Funded by the National Research Foundation (NRF).


Mobile Sensor Networks: Algorithms and Applications


In order to address societal issues with growing importance, such as environment protection, efficient management of resources, and security, it is necessary to collect and process sensing data in real-time, potentially under dynamic and unstructured environments. While wireless sensor networks can provide some solutions, they are not adaptive enough to handle dynamic changes in the environment. Mobility in a sensor network can increase its sensing coverage both in space and time and robustness against dynamic changes in the environment and have received extensive attention recently. The goals of this project are to develop the core technology for mobile sensor networks and prototype applications and to present new possibilities using mobile sensor networks technology.

Funded by the National Research Foundation (NRF). 

Situation Understanding for Smart Devices



We are witnessing the emergence of smart devices, such as smartphones, smart pads, and smart TVs. For example, using a smartphone, we can organize our schedule, browse the web, and check emails. Beyond these simple tasks, we can find out our current location and get a direction to our destination using the GPS unit inside a smartphone. As GPS-enabled smartphones have made the location-based service possible, it is envisioned that many new useful and previously unavailable services will be possible using the next generation smart devices. We can provide better services and enable new applications if these devices are aware of the current situation (or context) of users or their surroundings. This project develops algorithms and new smart devices for understanding the situations of users and their surroundings.

Funded by the Korea Creative Content Agency (KOCCA).


Micro Autonomous Systems and Technology (MAST)

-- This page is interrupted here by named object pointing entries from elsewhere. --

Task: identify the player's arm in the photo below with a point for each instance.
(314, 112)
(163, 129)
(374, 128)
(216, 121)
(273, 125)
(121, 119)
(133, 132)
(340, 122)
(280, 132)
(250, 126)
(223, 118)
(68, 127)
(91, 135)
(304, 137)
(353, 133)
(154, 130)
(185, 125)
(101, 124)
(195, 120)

MAST is a research project to develop autonomous, multifunctional, collaborative ensembles of agile, mobile micro-systems to enhance tactical situational awareness in urban and complex terrain for small unit operations. MAST is a partnership across 9 member institutions with many more participating institutions. To achieve this objective, the program plans to advance fundamental science and technology in several key areas including: microsystem mechanics, processing for autonomous operation, microelectronics, and platform integration.

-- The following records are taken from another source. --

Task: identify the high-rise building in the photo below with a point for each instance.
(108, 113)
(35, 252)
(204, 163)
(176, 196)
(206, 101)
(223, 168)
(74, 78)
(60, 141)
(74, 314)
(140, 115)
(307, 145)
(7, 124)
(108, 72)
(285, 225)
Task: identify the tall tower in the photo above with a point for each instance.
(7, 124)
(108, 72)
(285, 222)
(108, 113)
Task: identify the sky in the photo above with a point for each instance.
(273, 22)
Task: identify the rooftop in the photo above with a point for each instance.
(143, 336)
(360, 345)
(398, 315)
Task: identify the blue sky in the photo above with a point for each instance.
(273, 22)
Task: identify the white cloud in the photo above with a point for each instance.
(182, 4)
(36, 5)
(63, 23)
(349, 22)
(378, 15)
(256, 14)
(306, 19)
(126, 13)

CITRIS: Mobile Sensor Networks for Independent Living and Safety at Home




Guardian Angel is a mobile sensor network system to monitor the activities of occupants, detect abnormal behaviors or emergency situations, and alarm a third party in the case of an emergency in an indoor environment.



Heterogeneous Sensor Networks (HSN)


Traditional sensor network research has focused largely on the low-bandwidth sensors, such as temperature, acoustic, infrared, etc. As a result, we have limited applications of sensor networks. In the HSN project, we consider a network of high-bandwidth, low-bandwidth, and mobile sensors. The high-bandwidth sensors include image sensors for in-depth situation awareness and recognition. The main research objectives are to: (1) study the tradeoff between performance and cost, (2) develop design principles for heterogeneous sensor networks, (3) develop (near-)optimal multi-modal, multi-sensor fusion algorithms for heterogeneous sensor networks, and (4) develop a new communication theory and algorithms for heterogeneous sensor networks.

Network Embedded Systems Technology (NEST)


In the NEST project, our main research focus is to develop a real-time control system using wireless sensor networks. The main challenge is the inconsistency in sensor measurements due to packet loss, communication delay, and false detections. These challenges are addressed by robust multiple layers of data fusion and hierarchical architecture. The implemented system is successfully demonstrated using a large-scale outdoor sensor network.